Wear closed-toed shoes without exception. The grounds are real farm terrain, and while paths are mostly gravel, mud is a genuine possibility depending on the season and recent weather. Comfortable clothes you do not mind getting a little dusty are a smart call as well.
Arrive on time, since tours begin promptly and the groups are intentionally kept small to avoid overwhelming the animals. Bring a camera, because the photo opportunities are genuinely excellent. The enclosures are spacious and well-lit, and the animals are curious enough to approach visitors without prompting. If you have children, this is the kind of outing they will talk about for weeks, especially after a goat decides their shoelace needs investigating.
What Sets This Place Apart From Other Sanctuaries
There are other animal sanctuaries in the United States, but something about this one earns consistent five-star reviews and repeat visitors who drive hours to return. The cleanliness of the facility comes up constantly in visitor feedback, which reflects the level of care the team puts into daily operations.
The staff and volunteers come across as genuinely invested rather than just employed, and that distinction is palpable during a tour. These are people who know each animal by name, know their backstory, and notice when something seems off. That level of individual attention is rare in any care setting, human or animal.
The sanctuary’s Charity Navigator rating of four out of four stars also sets it apart in terms of organizational credibility. Donors can give with confidence that funds are being managed responsibly. For a small non-profit operating in a rural Pennsylvania county, that kind of recognition speaks volumes. The combination of genuine care, strong leadership, and transparent operations is what turns first-time visitors into lifelong supporters.
Why This Place Deserves a Spot on Your Travel List
Some travel experiences are fun. Some are relaxing. Some are educational. Lancaster Farm Sanctuary manages to be all three at once, which is genuinely unusual and worth planning a trip around, even if you have to drive several hours to get there.

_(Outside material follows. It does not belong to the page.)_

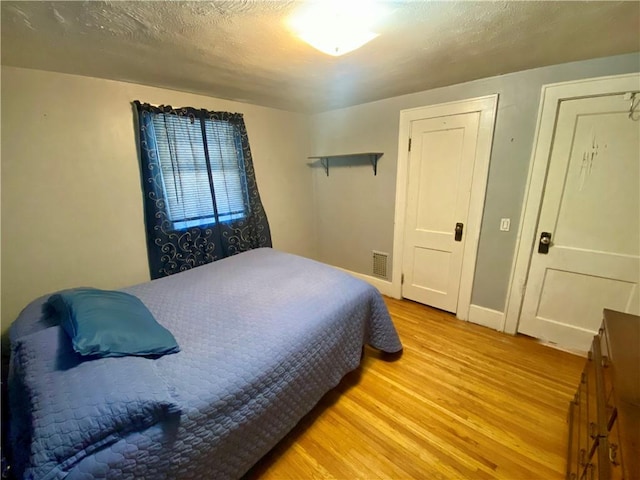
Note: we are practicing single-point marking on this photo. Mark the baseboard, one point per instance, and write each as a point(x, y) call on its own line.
point(486, 317)
point(383, 286)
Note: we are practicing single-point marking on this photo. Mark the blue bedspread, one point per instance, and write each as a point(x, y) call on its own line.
point(263, 336)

The sanctuary sits in one of Pennsylvania’s most scenic regions, so the drive itself is pleasant, winding through farmland and small towns before you arrive at the property on Milton Grove Road. Pairing the visit with other Lancaster County attractions makes for a full and satisfying day trip.

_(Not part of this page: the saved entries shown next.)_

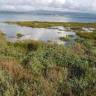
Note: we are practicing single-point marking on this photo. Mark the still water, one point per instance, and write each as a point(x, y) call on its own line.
point(41, 34)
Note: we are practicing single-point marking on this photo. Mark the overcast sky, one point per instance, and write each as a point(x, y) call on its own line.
point(28, 5)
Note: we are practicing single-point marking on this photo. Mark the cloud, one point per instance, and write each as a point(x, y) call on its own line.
point(28, 5)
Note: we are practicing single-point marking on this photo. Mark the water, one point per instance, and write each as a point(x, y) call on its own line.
point(42, 34)
point(39, 34)
point(48, 16)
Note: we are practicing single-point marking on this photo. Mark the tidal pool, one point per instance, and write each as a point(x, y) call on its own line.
point(39, 34)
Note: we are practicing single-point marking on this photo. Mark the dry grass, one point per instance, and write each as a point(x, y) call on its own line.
point(15, 69)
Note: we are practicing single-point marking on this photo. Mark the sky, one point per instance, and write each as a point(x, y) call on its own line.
point(29, 5)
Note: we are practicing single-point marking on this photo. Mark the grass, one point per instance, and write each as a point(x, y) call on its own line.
point(31, 68)
point(87, 35)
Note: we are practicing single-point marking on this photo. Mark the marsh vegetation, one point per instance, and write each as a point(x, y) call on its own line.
point(36, 68)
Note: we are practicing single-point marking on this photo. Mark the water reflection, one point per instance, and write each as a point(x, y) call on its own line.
point(42, 34)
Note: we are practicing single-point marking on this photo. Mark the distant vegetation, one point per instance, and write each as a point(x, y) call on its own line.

More than anything, this is a place that reminds you what it looks like when humans and animals get the relationship right. The animals are safe, healthy, and visibly at ease. The people who care for them are passionate without being self-congratulatory. And the visitors who come away from a tour consistently describe it as one of the more meaningful experiences they have had in a long time.
That is not a small thing, and it is absolutely worth the trip.